Она выросла на страшных историях о могуществе авлийской королевской семьи, о том, как их магия вызвала Порчу, истощив почву. А во время войны махлийцев за независимость шиповник вырывался из земли и вонзался в людей, как живые штыки. Нив всегда подозревала, что эти легенды преувеличены. Теперь же она не была так уверена в том, на что способны Кармины.

Как отец принца-регента мог так бездушно распоряжаться властью? Если бы он этого не сделал, возможно, ее семья не познала бы таких трудностей. Может быть, ей не пришлось бы бросить все, чтобы заботиться о тех, кого она любила. Гнев вспыхнул в ней так внезапно, что она сама удивилась.

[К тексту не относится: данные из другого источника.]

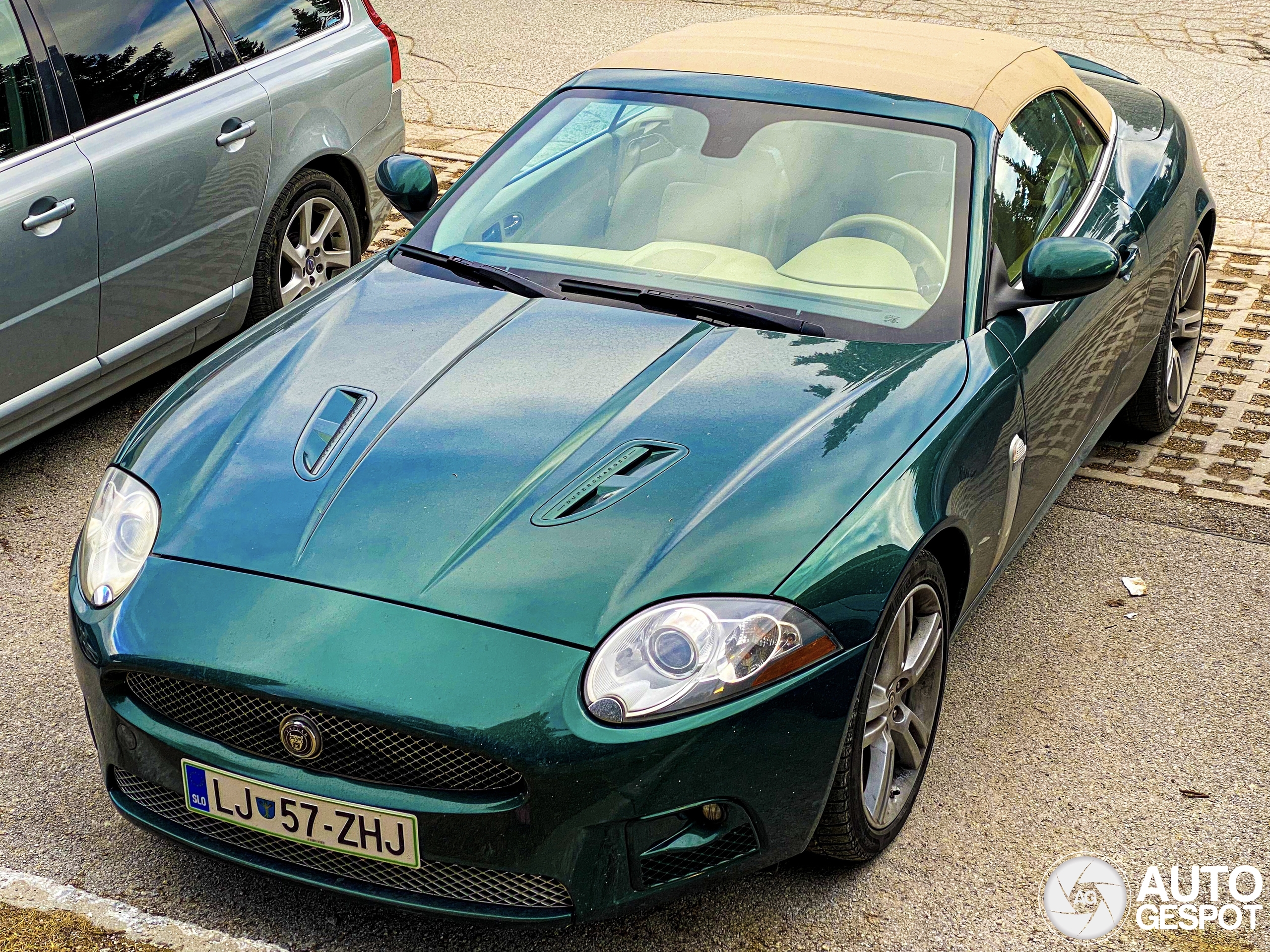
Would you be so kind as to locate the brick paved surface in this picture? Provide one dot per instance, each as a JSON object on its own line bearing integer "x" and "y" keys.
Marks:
{"x": 1221, "y": 447}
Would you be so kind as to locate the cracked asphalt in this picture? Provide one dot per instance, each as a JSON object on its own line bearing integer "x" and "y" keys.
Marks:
{"x": 1067, "y": 728}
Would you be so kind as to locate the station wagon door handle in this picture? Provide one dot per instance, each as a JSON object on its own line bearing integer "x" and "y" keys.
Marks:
{"x": 59, "y": 211}
{"x": 235, "y": 134}
{"x": 1128, "y": 258}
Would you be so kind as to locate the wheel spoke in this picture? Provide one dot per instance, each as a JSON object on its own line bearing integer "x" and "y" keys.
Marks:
{"x": 339, "y": 259}
{"x": 332, "y": 221}
{"x": 307, "y": 223}
{"x": 882, "y": 772}
{"x": 910, "y": 735}
{"x": 897, "y": 643}
{"x": 924, "y": 647}
{"x": 293, "y": 289}
{"x": 1174, "y": 377}
{"x": 1191, "y": 273}
{"x": 293, "y": 254}
{"x": 1187, "y": 324}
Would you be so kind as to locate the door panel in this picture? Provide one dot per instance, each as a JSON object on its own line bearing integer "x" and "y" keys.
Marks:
{"x": 177, "y": 210}
{"x": 49, "y": 310}
{"x": 1072, "y": 353}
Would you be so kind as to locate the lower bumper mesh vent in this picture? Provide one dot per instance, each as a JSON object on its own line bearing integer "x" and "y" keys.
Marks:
{"x": 355, "y": 749}
{"x": 666, "y": 867}
{"x": 466, "y": 884}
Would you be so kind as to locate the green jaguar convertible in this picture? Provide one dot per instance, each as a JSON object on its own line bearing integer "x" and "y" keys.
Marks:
{"x": 607, "y": 534}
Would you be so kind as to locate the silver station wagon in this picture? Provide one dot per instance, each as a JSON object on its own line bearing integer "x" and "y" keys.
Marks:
{"x": 172, "y": 172}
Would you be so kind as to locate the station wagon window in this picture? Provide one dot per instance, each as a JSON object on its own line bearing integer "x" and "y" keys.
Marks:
{"x": 1046, "y": 160}
{"x": 123, "y": 54}
{"x": 854, "y": 223}
{"x": 259, "y": 27}
{"x": 22, "y": 110}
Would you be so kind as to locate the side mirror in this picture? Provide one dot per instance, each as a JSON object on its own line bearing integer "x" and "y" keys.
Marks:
{"x": 409, "y": 183}
{"x": 1056, "y": 270}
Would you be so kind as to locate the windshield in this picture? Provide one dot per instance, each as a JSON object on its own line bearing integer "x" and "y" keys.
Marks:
{"x": 853, "y": 221}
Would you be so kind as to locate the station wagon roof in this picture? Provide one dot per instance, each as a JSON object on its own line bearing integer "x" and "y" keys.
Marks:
{"x": 995, "y": 74}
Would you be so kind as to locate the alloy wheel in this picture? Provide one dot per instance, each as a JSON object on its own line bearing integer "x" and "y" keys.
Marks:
{"x": 314, "y": 248}
{"x": 903, "y": 702}
{"x": 1188, "y": 310}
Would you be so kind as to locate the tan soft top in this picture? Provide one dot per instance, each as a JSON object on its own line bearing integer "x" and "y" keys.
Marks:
{"x": 994, "y": 73}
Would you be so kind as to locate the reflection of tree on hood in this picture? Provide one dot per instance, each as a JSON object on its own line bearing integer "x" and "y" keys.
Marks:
{"x": 321, "y": 16}
{"x": 858, "y": 365}
{"x": 111, "y": 84}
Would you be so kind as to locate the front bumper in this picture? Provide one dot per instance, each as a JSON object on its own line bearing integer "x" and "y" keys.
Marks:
{"x": 596, "y": 803}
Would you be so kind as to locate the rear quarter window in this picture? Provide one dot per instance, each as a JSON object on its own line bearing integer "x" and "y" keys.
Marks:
{"x": 259, "y": 27}
{"x": 123, "y": 54}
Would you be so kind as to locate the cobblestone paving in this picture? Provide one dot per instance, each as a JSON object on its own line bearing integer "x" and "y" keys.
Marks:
{"x": 1221, "y": 446}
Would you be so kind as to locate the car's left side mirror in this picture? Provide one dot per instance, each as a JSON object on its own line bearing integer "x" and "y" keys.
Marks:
{"x": 1056, "y": 270}
{"x": 409, "y": 183}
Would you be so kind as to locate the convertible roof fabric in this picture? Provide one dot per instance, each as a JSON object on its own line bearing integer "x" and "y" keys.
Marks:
{"x": 995, "y": 74}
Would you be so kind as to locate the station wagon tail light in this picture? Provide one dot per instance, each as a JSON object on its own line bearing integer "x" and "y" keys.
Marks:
{"x": 688, "y": 654}
{"x": 394, "y": 53}
{"x": 121, "y": 530}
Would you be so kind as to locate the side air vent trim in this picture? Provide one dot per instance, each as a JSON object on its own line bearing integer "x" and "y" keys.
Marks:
{"x": 328, "y": 429}
{"x": 619, "y": 474}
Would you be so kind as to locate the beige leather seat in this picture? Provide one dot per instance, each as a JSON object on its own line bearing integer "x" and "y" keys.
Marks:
{"x": 741, "y": 202}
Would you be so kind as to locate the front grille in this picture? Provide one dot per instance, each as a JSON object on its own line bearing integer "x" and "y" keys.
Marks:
{"x": 666, "y": 867}
{"x": 466, "y": 884}
{"x": 352, "y": 749}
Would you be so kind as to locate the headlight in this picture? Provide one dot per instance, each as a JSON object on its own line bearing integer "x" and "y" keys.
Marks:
{"x": 699, "y": 652}
{"x": 121, "y": 530}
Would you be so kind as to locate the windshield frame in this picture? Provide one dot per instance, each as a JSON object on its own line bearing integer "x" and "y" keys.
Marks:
{"x": 945, "y": 320}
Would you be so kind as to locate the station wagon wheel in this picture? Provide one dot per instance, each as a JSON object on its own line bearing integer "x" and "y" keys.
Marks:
{"x": 1159, "y": 402}
{"x": 314, "y": 248}
{"x": 893, "y": 720}
{"x": 310, "y": 238}
{"x": 1188, "y": 309}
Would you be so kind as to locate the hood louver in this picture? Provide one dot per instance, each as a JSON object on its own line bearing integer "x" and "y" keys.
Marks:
{"x": 328, "y": 429}
{"x": 619, "y": 474}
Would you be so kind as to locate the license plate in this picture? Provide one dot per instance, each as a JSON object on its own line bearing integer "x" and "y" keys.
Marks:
{"x": 302, "y": 818}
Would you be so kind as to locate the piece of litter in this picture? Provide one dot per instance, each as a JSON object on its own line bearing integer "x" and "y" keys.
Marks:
{"x": 1136, "y": 587}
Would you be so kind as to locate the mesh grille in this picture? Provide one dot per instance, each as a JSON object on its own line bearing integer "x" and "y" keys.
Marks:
{"x": 675, "y": 866}
{"x": 351, "y": 749}
{"x": 466, "y": 884}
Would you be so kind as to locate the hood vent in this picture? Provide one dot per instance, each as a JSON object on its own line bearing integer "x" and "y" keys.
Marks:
{"x": 329, "y": 428}
{"x": 619, "y": 474}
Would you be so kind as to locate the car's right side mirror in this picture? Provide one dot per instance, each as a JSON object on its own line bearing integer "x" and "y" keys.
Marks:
{"x": 409, "y": 183}
{"x": 1056, "y": 270}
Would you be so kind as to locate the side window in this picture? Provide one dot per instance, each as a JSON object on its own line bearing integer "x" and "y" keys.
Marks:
{"x": 123, "y": 54}
{"x": 1043, "y": 167}
{"x": 22, "y": 108}
{"x": 259, "y": 27}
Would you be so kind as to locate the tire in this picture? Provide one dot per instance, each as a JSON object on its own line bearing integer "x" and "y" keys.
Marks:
{"x": 287, "y": 267}
{"x": 1159, "y": 402}
{"x": 863, "y": 814}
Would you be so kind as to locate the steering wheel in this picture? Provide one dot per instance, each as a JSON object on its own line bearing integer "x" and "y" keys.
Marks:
{"x": 931, "y": 261}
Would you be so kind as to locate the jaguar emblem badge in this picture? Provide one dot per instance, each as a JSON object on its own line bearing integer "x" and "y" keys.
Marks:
{"x": 300, "y": 735}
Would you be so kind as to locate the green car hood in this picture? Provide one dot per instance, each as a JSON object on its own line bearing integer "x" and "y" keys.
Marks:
{"x": 484, "y": 408}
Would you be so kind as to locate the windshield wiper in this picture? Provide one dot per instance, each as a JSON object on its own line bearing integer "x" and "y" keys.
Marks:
{"x": 484, "y": 275}
{"x": 710, "y": 309}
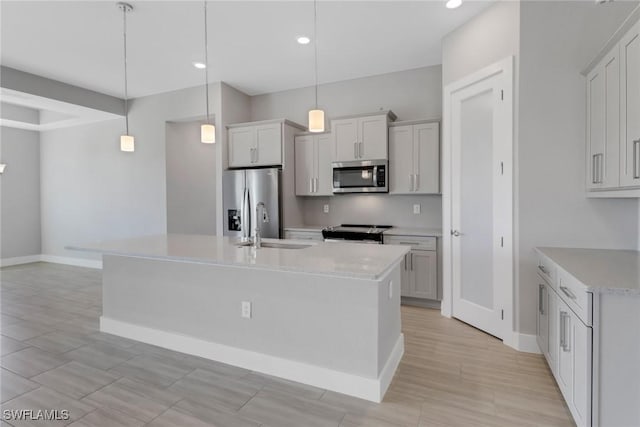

Но принц-регент, казалось, был слишком озабочен своим братом, чтобы обращать на нее внимание. Он вздохнул, золотые искры потускнели в его глазах, и он снова стал образцом самообладания. Словно по волшебству, из тени вынырнул лакей и достал из нагрудного кармана ножницы. Он принялся за работу, подрезая остролист до приемлемых размеров, и мерное щелканье лезвий разорвало тишину. Появился еще один слуга, чтобы подмести разбитые осколки вазы, которые в считаные секунды исчезли.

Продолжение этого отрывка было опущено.